Je reviens sur les questions de genre musical. Comment est-ce que vous qualifieriez votre musique ? Est-ce du rap ? de la pop ? du trip-hop ?

Pierre : On aime l’idée de penser qu’on fait un rap moderne, hybride. Il y a des gens qui nous écoutent ils nous voient pas du tout comme un groupe de rap mais nous c’est de là qu’on est parti. Les références que j’utilise pour composer sont majoritairement issues des productions de trap moderne. On se considère comme un groupe de rap qui cherche à s’hybrider et à s’ouvrir aux musiques qui nous ont marquées, ambient, noise pop, shoegaze, trip hop, abstract…

Comment vous avez vécu le confinement ? Vous étiez ensemble ? Vous avez terminé votre premier album ?!!!

Romain : Je dirais que ça nous a permis de se concentrer sur le projet, de faire un point, d’organiser la sortie de l’EP et d’envisager la suite.
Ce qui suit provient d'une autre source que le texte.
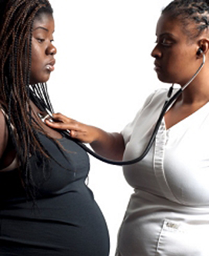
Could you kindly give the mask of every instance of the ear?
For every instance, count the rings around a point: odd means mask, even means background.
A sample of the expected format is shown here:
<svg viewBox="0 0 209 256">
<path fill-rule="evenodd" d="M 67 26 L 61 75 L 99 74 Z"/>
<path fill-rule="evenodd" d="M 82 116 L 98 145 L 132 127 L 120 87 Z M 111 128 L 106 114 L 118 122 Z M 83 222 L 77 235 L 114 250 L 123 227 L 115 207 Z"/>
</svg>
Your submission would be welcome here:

On n’était pas ensemble mais on travaille bien à distance. Et oui, ça nous a permis de commencer à travailler sur un futur album.

Comment voyez-vous la suite ? Vous avez envie de quoi dans les semaines, mois qui viennent ?

Romain : Il y a toujours l’EP, sa promotion, et sa diffusion. Il va y avoir des petites sorties de vidéos clips pour accompagner les titres et on espère pouvoir le jouer sur scène. En parallèle l’idée c’est de terminer notre premier album

Sur le plan musical, quelle est votre ambition ? Comment vous voyez les choses ?

Pierre : Sur le plan artistique, c’est se surpasser, créer des choses plus fortes. Sinon pour le projet on cherche la professionnalisation, ou du moins que le projet soit auto-suffisant. On va s’appliquer à faire connaître le projet à un public plus large.

Les vacances d’été ? 

Romain : Alors c’est quasiment fini à présent, mais c’était agréable. On a pu quitter un peu Paris après une longue période. Comme chaque été on est parti en famille avec les sœurs, les nièces, neveu, les amoureux, et la mère. C’est important de se retrouver et on en profite toujours un peu pour prendre quelques photos avec Charlotte. Dans l’ensemble l’été c’était un peu de vacances et beaucoup de travail pour faire avancer le projet.